The ACEA report highlights the policy choices behind the incentives for electric cars and the role of alternative technologies in achieving the targets.

The transition to clean mobility in Europe is not a linear process, but a complex political and economic field in which different models of development collide. electromobility has been placed at the heart of the European strategy, but the data shows that its implementation varies significantly between Member States. The differences in incentives, different fiscal capacity and the existence or not of an industrial base create a multi-speed environment. In this context, technological neutrality is re-emerging as a key policy tool, offering alternative routes to achieve environmental goals without disturbing the economic balance.

The Recent ACEA study for 2026 comes to clearly document the policies in place across Europe to promote electric cars.
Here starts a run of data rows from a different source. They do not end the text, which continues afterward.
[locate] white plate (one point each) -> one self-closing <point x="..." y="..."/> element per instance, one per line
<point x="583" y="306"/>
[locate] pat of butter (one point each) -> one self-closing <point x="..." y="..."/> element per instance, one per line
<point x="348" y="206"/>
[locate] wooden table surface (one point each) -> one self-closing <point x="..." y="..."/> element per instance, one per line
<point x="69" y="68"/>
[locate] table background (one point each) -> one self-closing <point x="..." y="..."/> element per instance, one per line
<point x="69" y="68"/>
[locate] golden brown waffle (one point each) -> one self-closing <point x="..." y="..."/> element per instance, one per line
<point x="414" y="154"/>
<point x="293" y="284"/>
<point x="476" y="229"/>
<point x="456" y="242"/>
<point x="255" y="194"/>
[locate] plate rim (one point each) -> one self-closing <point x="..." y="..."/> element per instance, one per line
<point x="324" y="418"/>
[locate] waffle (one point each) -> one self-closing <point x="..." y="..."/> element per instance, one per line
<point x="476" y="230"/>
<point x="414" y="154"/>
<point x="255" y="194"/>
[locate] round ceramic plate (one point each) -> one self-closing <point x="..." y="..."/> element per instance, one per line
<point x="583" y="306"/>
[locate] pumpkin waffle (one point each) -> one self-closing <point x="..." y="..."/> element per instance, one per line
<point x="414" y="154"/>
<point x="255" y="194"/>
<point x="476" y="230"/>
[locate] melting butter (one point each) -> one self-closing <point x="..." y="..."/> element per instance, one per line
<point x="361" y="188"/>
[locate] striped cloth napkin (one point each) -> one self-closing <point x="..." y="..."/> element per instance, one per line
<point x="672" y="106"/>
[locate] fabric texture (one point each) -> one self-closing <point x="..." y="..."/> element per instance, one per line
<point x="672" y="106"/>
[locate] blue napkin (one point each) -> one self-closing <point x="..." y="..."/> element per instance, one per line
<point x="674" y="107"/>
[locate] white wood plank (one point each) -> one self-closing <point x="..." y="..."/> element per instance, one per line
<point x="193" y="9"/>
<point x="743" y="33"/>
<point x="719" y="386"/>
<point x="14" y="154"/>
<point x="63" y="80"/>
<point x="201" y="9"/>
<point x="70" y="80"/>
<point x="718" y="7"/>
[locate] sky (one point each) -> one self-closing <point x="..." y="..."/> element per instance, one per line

The data confirms that the European Union is not moving as a single entity, but as a system of different approaches, with each country formulating its own strategy based on its economic capabilities and political priorities.

Divergences are evident in both the level of subsidies and the tax treatment of electric vehicles. In some countries, incentives are so strong that they drastically reduce the cost of ownership, while in others – such as Greece – the approach is more restrained.

Two-speed Europe: the real picture

The concept of a “two-speed Europe” is not theoretical. On the contrary, it is clearly reflected in the car market. On one side are countries like Germany and France, which have multi-layered incentive systems that include subsidies, tax breaks and infrastructure support.

On the other side are countries that opt for softer policies, either because of budgetary constraints or different priorities. Greece falls into this category, along with other markets that are moving more cautiously.

The result is a market where the penetration of electric cars depends not only on technology, but mainly on policy.

Greece’s position: Between adaptation and containment

Greek electrification policy is based on a model of balance. Tax incentives, such as the exemption from registration tax and reduced road tax, act as key support tools. At the same time, the market subsidy program remains at relatively low levels compared to major European markets.

This choice reflects a conscious strategy: avoiding an excessive fiscal burden, combined with a gradual adjustment of the market. However, this approach also comes at a cost, as it limits the speed of penetration of electric cars.

The role of technological neutrality

In this environment, the concept of technological neutrality takes on particular importance. Instead of exclusive support for electrification, this approach allows for the development of multiple technologies, such as synthetic fuels (e-fuels) and hydrogen.

Technological neutrality works on three levels:

– First, as a policy tool, as it allows Member States to adapt their strategy without being exclusively committed to one technology.
– Second, as a market tool, enabling automakers to develop different solutions as needed.
– Third, as a flexibility mechanism to meet environmental targets, particularly in markets where full electrification is more difficult.

e-fuels and hydrogen: Complementary solutions or alternative strategy?

E-fuels and hydrogen are not just technological options, but are part of a wider debate on the future of mobility.

E-fuels offer the possibility of using existing engines with reduced emissions, while hydrogen is emerging as a solution mainly for heavy transport and long distances. Although not yet as mature as electric cars, they are important tools for achieving the goals.

Market adapts faster than policy

One of the key findings is that the market often evolves faster than policy. Automakers are investing in multiple technologies, while governments are trying to balance environmental goals with economic opportunities.

The big question for Greece

For Greece, the critical question is whether its strategy will allow it to adapt to European developments in a timely manner or whether it will lead to a lag relative to major markets.

Technological neutrality can act as an advantage, allowing for greater flexibility. However, sufficient market support is also needed to avoid creating a gap.

Transition in a sustainable way

Electric mobility in Europe is not uniform, but multi-layered. Differences in incentives and policies create a two-speed market, where large economies are accelerating while other countries are moving more cautiously.

Greece is at a critical balance point. The choice of policy restraint and technological neutrality offers stability and flexibility, but at the same time raises the question of the speed of adjustment.

In an environment where technologies are evolving and targets are becoming more demanding, the question is not only which direction to take, but how effectively to combine the different options to achieve the transition in a sustainable way.